Earlier this week, the Institute for Fiscal Studies (IFS) performed a useful public service, placing Boris Johnsons spending proposals under the microscope.
The less-than-glowing conclusion was that the plans would be immensely expensive, and have the side-effect of helping wealthy retirees more than current workers.
Today, the IFS has done the same favour for rival leadership contender Jeremy Hunt, with a similarly stern attitude.
Hunts headline pledges are: cut corporation tax from 19 per cent to 12.5 per cent; increase the threshold on National Insurance contributions; reduce the interest rate on student loans; and spend an additional £15bn on defence over the next five years.
All these policies come with price tags, but some are worthier than others.
The IFS estimates that increasing the National Insurance threshold to £12,500, for example, would cost £11bn per year. It would, however, benefit millions of employees and encourage people into work.
Tinkering with student loan rates, in contrast, would cost over £1bn in the long run and benefit only the highest paid graduates.

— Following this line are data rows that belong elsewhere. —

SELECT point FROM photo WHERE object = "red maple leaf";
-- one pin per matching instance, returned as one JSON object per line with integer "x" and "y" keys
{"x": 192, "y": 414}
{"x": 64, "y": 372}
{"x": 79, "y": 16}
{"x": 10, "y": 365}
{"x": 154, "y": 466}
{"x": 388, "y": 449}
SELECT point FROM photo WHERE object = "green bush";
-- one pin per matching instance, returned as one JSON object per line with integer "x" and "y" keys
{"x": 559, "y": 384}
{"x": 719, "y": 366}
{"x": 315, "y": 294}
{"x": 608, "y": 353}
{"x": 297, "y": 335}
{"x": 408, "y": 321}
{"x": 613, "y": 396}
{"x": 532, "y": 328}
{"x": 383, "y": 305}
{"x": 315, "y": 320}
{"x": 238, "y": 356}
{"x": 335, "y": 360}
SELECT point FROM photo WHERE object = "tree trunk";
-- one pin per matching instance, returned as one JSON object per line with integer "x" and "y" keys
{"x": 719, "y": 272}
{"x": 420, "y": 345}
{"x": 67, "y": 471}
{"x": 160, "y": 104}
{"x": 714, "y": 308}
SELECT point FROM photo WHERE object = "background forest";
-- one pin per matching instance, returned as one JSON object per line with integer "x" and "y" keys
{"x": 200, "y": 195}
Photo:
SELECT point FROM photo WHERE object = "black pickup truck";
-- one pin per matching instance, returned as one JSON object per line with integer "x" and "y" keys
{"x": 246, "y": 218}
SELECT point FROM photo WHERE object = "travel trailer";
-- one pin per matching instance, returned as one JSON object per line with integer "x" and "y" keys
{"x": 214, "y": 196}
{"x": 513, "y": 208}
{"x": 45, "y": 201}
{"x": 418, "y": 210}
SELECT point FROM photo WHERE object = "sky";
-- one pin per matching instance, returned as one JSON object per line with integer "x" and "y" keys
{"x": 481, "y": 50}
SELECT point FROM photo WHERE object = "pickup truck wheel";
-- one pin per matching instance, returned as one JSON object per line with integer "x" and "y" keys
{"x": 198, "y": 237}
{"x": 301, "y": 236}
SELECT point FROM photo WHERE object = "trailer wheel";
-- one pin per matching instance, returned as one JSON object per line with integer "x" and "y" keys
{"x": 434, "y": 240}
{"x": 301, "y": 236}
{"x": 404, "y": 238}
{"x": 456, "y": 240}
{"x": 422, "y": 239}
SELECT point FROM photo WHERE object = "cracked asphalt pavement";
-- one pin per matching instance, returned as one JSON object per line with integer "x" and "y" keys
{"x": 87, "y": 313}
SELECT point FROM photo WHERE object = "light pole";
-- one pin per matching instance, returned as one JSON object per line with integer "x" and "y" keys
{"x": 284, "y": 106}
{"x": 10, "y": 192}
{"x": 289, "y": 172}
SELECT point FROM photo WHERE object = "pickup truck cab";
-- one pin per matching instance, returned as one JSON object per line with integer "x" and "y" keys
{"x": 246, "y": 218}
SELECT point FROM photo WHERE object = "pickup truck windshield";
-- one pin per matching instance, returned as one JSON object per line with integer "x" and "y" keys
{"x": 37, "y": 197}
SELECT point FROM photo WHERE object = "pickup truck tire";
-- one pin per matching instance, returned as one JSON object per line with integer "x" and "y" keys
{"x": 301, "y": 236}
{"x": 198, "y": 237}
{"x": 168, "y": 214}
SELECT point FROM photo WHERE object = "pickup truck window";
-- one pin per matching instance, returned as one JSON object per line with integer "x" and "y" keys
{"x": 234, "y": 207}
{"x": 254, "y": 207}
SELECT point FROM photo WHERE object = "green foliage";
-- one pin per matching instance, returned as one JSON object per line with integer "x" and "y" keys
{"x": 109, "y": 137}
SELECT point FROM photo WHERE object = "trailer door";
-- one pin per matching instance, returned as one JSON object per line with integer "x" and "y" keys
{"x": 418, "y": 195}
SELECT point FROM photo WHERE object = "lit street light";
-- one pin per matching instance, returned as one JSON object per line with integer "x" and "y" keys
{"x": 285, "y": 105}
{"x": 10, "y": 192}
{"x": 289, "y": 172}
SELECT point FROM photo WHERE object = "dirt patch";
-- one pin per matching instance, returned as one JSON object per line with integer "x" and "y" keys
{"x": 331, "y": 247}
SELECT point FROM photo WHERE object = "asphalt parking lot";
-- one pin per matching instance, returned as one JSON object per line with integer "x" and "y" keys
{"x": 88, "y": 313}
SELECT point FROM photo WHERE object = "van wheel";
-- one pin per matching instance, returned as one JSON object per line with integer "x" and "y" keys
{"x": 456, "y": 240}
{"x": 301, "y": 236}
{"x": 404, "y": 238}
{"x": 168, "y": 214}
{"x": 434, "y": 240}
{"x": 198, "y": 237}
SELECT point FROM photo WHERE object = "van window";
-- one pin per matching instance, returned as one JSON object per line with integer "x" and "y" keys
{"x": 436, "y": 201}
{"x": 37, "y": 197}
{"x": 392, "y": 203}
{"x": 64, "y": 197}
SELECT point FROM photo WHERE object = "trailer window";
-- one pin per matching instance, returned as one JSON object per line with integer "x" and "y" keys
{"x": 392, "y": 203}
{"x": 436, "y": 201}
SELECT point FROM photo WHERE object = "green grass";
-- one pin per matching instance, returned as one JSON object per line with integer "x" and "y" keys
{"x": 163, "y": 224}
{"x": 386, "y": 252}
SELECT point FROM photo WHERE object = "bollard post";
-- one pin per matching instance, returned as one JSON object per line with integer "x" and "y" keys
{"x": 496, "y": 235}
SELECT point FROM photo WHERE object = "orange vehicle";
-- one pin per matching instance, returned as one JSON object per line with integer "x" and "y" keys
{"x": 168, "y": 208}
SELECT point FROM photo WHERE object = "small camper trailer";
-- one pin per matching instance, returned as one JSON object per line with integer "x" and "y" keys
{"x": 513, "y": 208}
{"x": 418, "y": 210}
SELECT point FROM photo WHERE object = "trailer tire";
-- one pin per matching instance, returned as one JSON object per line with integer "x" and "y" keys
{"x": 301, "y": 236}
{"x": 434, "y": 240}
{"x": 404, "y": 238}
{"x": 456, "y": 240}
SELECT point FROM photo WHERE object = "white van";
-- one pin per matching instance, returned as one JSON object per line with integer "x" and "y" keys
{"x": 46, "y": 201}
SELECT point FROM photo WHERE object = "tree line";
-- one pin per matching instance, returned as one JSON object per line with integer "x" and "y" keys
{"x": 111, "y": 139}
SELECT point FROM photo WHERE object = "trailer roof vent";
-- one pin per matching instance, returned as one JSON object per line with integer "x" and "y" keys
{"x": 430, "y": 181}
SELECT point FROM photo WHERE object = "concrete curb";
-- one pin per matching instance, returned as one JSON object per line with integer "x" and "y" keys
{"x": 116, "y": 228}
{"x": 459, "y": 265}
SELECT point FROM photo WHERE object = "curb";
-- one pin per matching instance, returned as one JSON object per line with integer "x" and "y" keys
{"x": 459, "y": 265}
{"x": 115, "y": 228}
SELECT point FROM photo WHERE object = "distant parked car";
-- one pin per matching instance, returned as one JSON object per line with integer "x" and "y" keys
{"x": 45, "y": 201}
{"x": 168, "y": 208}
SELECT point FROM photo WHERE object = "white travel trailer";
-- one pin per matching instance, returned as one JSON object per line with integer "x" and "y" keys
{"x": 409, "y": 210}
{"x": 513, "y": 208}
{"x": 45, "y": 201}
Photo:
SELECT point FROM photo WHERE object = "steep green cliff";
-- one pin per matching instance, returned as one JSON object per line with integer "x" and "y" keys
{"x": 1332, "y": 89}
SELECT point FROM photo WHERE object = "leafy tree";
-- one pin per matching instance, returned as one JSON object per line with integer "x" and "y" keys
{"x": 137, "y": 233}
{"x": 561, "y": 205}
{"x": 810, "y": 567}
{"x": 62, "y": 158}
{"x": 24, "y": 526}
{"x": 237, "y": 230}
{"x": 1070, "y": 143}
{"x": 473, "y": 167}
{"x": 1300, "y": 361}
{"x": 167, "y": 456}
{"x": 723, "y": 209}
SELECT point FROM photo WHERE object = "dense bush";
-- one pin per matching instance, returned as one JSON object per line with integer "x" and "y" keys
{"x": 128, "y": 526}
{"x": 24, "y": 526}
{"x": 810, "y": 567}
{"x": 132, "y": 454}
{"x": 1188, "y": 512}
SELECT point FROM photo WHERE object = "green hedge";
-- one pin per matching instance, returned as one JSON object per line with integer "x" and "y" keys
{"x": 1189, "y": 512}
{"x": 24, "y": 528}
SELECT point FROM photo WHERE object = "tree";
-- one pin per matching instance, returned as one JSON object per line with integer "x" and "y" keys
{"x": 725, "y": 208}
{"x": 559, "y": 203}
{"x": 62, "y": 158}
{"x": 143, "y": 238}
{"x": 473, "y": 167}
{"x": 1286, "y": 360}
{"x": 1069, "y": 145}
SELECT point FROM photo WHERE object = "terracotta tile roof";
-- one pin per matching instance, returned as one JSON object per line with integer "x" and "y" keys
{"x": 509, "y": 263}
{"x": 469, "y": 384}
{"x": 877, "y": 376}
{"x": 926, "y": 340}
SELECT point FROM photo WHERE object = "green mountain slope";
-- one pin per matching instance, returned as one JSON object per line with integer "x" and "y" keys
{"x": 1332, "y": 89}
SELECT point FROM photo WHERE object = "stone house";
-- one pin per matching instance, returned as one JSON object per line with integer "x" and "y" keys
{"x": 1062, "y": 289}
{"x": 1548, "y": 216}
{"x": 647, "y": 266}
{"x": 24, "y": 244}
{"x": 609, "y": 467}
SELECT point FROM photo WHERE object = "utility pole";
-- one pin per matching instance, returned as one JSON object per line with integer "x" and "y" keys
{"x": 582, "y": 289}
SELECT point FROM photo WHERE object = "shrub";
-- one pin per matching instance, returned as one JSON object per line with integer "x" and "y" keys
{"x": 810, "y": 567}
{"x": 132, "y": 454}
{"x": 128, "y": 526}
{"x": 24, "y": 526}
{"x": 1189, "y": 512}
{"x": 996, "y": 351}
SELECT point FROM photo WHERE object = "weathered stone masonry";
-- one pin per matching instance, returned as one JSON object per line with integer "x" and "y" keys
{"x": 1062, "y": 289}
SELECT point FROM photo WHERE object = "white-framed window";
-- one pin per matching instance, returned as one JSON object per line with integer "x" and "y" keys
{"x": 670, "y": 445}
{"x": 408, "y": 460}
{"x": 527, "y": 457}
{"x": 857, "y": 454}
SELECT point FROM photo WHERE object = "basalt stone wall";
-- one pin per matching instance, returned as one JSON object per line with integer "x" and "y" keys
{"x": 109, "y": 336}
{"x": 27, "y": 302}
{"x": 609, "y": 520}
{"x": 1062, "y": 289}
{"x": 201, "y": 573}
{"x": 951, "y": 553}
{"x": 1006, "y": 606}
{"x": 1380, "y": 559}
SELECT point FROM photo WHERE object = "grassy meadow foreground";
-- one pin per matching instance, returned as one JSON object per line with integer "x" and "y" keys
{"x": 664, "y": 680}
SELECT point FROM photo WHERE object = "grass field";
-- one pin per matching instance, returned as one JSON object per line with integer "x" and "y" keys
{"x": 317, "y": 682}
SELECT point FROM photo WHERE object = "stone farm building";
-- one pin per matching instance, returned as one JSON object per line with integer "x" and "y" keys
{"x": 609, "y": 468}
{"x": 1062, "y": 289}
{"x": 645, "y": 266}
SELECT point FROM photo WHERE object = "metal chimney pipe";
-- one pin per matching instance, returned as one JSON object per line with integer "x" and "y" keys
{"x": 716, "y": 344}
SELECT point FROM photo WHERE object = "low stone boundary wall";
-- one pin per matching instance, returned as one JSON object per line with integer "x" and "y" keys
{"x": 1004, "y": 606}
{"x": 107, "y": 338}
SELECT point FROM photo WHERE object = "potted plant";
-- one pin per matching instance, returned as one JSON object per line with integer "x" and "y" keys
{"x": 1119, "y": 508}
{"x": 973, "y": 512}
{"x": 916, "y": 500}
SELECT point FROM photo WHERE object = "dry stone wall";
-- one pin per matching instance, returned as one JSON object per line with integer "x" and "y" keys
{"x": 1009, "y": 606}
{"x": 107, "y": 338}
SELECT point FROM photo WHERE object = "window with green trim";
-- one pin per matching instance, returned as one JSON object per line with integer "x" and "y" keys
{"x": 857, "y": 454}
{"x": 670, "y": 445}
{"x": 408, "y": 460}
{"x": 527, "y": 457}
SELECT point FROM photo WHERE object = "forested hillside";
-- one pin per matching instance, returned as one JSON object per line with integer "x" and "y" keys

Hunts corporation tax cut, potentially to the level of Ireland, would initially cost £13bn a year. The IFS warns that it would not entirely pay for itself, as has been argued, but does acknowledge that it would be partly mitigated by more companies basing themselves and paying tax in the UK. Encouraging business is a noble goal, even if the numbers need some ironing out.
Finally, on defence, the IFS notes that Hunts hawkish attitude would “represent a major reversal in a 70 year trend – a trend which has allowed for more spending on the welfare state, and especially on health, without significant tax rises”. With a funding crisis in adult social care and looming questions about the cost of an ageing population, it is not clear whether a glitzy military spending splurge should be the top priority.